What should kids snack on?
Experiencing a ‘snack-a-demic’? It’s a pretty big responsibility to be completely in control of your child’s diet. Unplanned, last minute snacking can be detrimental to your kid’s health, affect his/her appetite and can also disrupt their natural instinctive hunger and satiation. Owing to busy schedules, parents can plan and portion snacks in advance. A balanced, filling snack can also taste great with a little bit of effort.

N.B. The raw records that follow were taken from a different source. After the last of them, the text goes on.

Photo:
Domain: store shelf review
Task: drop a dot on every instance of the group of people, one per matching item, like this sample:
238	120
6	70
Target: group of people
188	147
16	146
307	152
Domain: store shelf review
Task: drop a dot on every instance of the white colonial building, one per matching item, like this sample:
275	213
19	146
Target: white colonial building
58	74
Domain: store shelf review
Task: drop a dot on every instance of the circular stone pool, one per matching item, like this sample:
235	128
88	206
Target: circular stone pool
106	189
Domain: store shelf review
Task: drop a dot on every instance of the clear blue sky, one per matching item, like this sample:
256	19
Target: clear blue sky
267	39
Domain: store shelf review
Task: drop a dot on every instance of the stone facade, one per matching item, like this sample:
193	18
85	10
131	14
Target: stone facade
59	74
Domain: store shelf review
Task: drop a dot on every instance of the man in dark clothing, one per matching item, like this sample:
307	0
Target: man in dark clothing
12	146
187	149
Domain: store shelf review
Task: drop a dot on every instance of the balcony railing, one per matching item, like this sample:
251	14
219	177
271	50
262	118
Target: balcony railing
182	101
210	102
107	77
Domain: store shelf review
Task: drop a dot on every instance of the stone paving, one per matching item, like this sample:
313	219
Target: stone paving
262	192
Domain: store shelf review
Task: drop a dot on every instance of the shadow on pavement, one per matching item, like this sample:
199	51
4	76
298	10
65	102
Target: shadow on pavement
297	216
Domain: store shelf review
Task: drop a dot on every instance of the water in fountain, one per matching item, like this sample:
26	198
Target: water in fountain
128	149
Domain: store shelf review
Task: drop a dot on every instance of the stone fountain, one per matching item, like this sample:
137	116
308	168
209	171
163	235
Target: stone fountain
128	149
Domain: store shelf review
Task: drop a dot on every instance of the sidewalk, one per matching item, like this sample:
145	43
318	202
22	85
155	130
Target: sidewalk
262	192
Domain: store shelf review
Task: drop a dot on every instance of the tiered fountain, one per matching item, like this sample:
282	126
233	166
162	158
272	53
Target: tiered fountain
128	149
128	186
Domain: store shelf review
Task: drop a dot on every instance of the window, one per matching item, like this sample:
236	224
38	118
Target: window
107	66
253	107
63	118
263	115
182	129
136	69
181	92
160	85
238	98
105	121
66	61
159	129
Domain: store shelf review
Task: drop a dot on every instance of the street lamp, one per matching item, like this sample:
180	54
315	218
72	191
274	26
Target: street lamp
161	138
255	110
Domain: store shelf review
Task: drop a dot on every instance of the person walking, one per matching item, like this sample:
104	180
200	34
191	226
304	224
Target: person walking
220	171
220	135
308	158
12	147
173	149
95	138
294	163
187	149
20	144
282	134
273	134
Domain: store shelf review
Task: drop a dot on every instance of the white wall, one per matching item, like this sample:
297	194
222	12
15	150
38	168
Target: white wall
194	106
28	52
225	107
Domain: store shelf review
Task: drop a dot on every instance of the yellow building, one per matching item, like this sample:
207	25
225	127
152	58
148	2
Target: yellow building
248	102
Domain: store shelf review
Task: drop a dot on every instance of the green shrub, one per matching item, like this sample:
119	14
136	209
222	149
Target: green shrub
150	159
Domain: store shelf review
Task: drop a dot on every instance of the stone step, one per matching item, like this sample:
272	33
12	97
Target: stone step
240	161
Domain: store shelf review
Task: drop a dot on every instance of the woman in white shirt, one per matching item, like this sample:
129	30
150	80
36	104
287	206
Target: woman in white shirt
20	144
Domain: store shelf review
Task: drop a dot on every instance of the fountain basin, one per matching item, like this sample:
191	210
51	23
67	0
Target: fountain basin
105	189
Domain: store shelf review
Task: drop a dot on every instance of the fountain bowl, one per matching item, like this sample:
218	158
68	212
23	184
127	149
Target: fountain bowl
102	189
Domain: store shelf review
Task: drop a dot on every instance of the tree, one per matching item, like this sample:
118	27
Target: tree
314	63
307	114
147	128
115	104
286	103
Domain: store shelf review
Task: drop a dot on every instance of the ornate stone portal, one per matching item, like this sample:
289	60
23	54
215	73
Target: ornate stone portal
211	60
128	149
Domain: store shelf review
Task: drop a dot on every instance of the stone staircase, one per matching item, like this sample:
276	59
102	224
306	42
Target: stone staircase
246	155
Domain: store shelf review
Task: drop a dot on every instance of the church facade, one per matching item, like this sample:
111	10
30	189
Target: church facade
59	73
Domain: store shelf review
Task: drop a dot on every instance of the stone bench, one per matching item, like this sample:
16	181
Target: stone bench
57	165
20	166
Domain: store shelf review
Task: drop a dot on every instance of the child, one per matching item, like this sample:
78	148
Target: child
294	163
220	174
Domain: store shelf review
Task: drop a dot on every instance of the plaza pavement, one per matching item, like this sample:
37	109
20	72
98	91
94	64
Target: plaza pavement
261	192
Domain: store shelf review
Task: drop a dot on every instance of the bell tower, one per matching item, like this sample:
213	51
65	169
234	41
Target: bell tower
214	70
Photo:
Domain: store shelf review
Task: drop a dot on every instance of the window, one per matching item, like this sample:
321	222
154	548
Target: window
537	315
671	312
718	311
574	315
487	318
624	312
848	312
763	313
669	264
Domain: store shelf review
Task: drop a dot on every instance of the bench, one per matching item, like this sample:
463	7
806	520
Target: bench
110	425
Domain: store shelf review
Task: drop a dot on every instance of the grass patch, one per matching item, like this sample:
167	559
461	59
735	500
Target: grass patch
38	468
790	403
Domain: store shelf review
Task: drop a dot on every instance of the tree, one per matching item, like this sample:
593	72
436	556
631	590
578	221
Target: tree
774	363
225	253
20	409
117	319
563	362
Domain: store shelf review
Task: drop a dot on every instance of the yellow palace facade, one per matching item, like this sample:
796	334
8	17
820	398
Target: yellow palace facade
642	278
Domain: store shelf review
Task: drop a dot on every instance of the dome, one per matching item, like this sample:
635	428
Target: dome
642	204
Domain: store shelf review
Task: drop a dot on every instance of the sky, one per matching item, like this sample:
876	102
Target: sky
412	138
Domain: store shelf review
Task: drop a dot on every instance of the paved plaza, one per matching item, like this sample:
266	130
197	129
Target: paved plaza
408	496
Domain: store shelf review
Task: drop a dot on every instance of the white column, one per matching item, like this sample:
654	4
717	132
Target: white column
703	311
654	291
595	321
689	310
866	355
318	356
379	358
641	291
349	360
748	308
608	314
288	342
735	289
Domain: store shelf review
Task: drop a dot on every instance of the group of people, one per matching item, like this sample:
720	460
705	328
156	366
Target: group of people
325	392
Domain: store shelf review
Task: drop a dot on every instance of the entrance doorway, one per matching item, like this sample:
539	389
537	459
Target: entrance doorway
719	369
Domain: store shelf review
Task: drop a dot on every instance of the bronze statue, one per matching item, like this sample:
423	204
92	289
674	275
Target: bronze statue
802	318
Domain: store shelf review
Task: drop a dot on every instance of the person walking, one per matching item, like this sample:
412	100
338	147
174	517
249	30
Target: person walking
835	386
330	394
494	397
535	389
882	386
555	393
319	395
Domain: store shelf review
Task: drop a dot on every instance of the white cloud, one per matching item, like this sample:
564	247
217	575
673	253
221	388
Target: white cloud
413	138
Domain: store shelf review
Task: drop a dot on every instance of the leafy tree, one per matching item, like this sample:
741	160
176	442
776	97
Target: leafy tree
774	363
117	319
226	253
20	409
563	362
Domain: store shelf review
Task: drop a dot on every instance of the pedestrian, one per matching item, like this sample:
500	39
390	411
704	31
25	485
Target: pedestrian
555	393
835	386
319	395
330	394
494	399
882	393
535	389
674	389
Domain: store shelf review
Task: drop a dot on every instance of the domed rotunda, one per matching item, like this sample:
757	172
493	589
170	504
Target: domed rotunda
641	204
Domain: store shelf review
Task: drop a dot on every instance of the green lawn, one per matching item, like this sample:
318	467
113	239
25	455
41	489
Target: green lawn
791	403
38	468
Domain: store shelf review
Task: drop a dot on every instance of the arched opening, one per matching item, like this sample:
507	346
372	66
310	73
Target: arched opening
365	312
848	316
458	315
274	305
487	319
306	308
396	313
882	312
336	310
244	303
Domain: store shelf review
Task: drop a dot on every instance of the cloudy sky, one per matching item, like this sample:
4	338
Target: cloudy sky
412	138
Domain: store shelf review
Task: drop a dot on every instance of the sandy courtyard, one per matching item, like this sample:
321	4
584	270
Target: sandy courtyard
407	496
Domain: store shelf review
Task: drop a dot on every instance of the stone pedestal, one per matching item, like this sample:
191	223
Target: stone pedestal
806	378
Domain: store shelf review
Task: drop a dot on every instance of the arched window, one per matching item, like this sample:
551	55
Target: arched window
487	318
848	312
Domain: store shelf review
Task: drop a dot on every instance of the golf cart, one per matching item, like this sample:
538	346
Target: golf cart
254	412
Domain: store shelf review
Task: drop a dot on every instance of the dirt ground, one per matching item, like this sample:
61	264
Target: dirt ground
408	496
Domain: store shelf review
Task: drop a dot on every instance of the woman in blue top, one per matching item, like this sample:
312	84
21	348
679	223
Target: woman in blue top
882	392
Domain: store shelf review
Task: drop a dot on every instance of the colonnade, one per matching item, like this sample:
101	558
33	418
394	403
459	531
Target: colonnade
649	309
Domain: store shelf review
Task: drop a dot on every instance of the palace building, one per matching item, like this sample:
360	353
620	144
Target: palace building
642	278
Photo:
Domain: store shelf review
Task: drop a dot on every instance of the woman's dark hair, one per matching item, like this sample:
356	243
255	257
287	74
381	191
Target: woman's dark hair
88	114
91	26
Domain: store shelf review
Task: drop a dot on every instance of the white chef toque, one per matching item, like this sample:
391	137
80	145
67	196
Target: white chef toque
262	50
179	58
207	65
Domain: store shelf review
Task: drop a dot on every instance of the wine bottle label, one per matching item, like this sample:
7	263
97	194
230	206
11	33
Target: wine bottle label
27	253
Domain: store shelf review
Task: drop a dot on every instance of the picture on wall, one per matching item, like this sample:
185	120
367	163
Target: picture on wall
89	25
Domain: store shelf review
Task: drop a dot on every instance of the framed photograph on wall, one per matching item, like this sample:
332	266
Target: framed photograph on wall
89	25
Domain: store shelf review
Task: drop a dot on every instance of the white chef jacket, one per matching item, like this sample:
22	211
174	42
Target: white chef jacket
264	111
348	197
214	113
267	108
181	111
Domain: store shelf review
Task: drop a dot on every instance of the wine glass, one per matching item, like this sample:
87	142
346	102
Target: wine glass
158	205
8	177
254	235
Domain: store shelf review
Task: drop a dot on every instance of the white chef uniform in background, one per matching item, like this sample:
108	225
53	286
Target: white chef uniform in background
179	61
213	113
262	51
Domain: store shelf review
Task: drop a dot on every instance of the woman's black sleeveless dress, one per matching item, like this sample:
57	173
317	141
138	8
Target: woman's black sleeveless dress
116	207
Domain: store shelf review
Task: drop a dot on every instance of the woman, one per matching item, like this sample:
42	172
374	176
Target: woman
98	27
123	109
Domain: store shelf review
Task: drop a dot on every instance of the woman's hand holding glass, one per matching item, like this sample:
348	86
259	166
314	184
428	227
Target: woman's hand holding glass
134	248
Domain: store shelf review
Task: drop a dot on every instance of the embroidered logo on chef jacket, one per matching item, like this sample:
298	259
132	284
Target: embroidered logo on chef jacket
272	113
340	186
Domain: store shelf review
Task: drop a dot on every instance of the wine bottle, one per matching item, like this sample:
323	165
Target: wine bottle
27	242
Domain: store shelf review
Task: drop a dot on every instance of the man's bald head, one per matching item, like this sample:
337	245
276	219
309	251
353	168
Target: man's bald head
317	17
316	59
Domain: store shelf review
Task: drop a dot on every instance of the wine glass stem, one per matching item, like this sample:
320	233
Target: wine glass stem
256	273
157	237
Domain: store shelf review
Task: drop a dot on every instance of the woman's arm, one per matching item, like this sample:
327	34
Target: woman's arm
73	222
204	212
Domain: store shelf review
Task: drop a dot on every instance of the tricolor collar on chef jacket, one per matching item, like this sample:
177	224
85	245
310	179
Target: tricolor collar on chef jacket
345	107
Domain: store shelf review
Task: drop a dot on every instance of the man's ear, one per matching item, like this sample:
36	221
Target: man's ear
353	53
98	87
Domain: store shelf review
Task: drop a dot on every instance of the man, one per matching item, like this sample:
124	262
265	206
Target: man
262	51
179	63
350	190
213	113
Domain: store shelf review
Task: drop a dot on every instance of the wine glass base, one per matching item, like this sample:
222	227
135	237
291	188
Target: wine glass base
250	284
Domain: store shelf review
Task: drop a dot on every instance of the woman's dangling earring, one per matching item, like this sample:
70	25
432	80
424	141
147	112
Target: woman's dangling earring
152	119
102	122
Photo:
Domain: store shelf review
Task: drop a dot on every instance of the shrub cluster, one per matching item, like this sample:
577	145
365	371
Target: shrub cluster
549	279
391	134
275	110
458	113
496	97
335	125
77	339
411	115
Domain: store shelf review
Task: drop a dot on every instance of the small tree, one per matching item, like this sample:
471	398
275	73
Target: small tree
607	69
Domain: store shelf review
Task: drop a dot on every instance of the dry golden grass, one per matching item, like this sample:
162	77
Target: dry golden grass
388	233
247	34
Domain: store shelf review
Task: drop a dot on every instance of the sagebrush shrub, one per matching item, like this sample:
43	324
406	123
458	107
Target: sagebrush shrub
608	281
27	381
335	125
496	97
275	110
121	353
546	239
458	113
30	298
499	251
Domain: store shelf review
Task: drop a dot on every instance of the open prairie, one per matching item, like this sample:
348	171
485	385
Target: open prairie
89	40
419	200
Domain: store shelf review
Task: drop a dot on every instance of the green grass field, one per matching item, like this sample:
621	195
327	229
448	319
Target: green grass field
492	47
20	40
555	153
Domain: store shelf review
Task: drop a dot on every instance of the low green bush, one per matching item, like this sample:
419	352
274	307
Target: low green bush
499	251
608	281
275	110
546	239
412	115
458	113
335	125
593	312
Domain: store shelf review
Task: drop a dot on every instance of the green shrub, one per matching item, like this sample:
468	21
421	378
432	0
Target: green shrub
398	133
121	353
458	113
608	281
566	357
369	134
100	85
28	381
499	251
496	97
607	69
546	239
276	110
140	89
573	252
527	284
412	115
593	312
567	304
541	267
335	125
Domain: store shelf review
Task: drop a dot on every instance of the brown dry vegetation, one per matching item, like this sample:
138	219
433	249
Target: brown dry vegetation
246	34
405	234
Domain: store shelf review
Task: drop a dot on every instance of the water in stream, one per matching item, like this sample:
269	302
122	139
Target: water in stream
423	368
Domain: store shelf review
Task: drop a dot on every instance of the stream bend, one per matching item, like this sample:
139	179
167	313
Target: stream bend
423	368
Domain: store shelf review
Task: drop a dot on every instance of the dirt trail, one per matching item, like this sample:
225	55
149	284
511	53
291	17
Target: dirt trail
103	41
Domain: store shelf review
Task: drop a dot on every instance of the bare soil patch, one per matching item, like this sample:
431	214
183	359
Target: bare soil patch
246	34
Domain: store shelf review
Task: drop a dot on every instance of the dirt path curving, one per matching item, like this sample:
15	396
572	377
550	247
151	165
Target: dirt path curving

Try giving your kids a snack containing a combination of –
• Whole grains (cereals, pulses and millets) – They contain complex carbohydrates, the main energy source for body, especially brain and muscles, B vitamins and fibre
• Milk & milk products – It provides protein considered as the building block of body; and calcium, which is important for muscles and bones
• Fresh fruits and vegetables are rich in fibre, phytonutrients, vitamins & minerals and antioxidants
However, there is no ‘one shoe fits all’ approach towards snacking. It needs to often be modified according to the season. These few tips on winter snacking for children should prove helpful during the winters-
Foods to ‘warm’ up – Certain dry fruits like dates and seeds like sesame (til) are usually warming. Ladoos, bars made with the combination of dates, sesame (til) seeds, herbs like basil (tulsi), dry ginger powder with generous amount of ghee and naturally sweetened with honey; can help provide warmth and nourishment to the body
Gorge on seasonal picks to boost immune system – Root vegetables like carrot, potato, onions, garlic, radish, yams, sweet potatoes, beets, turnips, etc., and hearty winter greens like palak, methi, sarson, muli, pudina, etc. are good source of vitamins and minerals that act as antioxidants. They help to boost the immune system which is essential for kids as they are prone to common cold & flu due to seasonal changes
Go wholegrain – Children can also snack on nutritious theplas or cheelas made with a combination of whole cereal or millets like bajra, makai, jowar and seasonal green leafy veggies like methi, green garlic, spinach, etc. These foods provide the much needed energy to the body
So what are you waiting for? Go ahead, enjoy and have a CHILLED OUT time!
(The columnist is Nutritionist, Kellogg India. Views expressed are the author’s own.)